In case of doubt, the auditor should seek the views of the company’s legal counsel or their own expert. This will be in line with SA 500 – Audit Evidence regarding using the Managements’ Expert
(by assessing the complexity, materiality, risk, independence,
competence, capability and objectivity, amongst other matters) and SA
620 – Using the Work of an Auditors’ Expert (by assessing the
complexity, materiality, risk, adherence to quality procedures,
competence, capability and objectivity, amongst other matters),
respectively. In either case, the requirements of SA 250 – Consideration
of Laws and Regulations in an Audit of Financial Statements should be
complied with.

g. Business combinations and acquisitions: The following matters need to be considered in case of such situations:

i.
In case a company has acquired another entity and the same is merged in
terms of an approved scheme, immovable properties of the transferee
company are considered deemed to be transferred in the name of the
acquiring company. However, till the time the acquiring company complies
with local / state-specific procedures, including payment of stamp
duty, etc., it would not be actually transferred in the name of the
acquiring company and, hence, would require factual reporting.

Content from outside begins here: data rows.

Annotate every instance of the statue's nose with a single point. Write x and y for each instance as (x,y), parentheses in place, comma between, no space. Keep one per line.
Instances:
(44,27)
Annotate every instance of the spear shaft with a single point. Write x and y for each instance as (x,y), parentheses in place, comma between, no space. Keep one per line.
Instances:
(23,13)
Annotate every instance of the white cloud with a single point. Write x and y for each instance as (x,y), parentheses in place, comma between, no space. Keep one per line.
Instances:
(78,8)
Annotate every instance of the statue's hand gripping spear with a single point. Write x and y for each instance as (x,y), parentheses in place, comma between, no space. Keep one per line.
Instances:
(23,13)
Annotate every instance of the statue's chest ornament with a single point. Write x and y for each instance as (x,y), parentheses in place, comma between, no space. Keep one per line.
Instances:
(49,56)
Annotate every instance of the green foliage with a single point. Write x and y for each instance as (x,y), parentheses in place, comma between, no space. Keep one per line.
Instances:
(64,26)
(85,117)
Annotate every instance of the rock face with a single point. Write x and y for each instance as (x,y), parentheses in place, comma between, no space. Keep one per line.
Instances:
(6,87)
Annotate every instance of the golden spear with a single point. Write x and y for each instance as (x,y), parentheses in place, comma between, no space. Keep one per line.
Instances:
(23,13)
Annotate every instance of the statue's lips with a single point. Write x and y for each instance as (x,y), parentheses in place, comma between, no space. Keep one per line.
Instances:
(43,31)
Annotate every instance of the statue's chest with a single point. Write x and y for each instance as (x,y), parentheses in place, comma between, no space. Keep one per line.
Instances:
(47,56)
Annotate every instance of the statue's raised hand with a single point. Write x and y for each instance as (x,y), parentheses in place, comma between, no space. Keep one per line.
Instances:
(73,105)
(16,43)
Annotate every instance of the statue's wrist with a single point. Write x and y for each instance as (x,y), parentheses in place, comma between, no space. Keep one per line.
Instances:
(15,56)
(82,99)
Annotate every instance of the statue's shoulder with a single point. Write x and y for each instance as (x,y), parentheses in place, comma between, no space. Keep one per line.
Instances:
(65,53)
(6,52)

ii. In case of business combination as per Ind AS 103, where the acquiring company has identified intangible assets acquired as
a part of the transaction, the nature, and basis, whether or not the
same is in the books of the transferor needs to be evaluated and
recorded. Further, for intangible assets recorded on consolidated
financial statements, though there is no requirement for reporting by
the auditor, as the Order is only applicable on standalone financial
statements, it would be a good practice for the company to separately
list them in the intangible asset register.

h. Revaluation:
As per the ICAI Guidance Note, this clause is applicable only to the
entity which adopts the revaluation model. Hence, fair valuation of PPE
on first-time adoption, acquisition of assets / business on slump sale
basis or under business combination, change in ROU asset due to lease
modification as per Ind AS 116, re-measurement due to changes in foreign
exchange rates, etc., will not require reporting under this clause.
Further, impairment of PPE accounted under cost model is outside the
purview of reporting.

In case an entity adopts the revaluation model for PPE and Intangible Assets, there could be two scenarios as under:

i. Valuation by an external valuer:
In such cases, the fact should be indicated and the auditor should
check the necessary documentation as to whether he is registered under
Rule 2 of the Valuation Rules specified earlier. In such cases, the
auditor needs to ensure that the management ensured that the principles
laid down in Ind AS 113 on Fair Valuation are adhered to by the valuer.
The auditor should keep in mind the requirements under SA 500 – Audit
Evidence regarding using the Managements’ Expert, indicated earlier.
ii. Internal valuation: The
Order does not seem to mandate that a company needs to get a valuation
done by an external valuer. In such cases, the auditor will have to
exercise a greater degree of professional scepticism and review
the basis and assumptions for arriving at the revised fair value keeping
in mind the requirements of Ind  AS 113 as indicated earlier,
irrespective of the accounting framework. The requirements under SA 540 –
Auditing Accounting Estimates, Including Fair Value Accounting
Estimates and Related Disclosures (covering the extent of use of market
specific inputs and their relevance, assessment of comparable
transactions, basis and justification of unobservable inputs, amongst
others) also need to be kept in mind. In case of any doubt, the auditor should seek the assistance of their own valuation expert keeping in mind the requirements under SA 620 – Using the Work of an Auditors’ Expert, discussed earlier.

CONCLUSION

The
above changes have cast onerous responsibilities on the auditors and in
many cases the auditors would need to go beyond what is stated in the
Order because the devil lies in the details!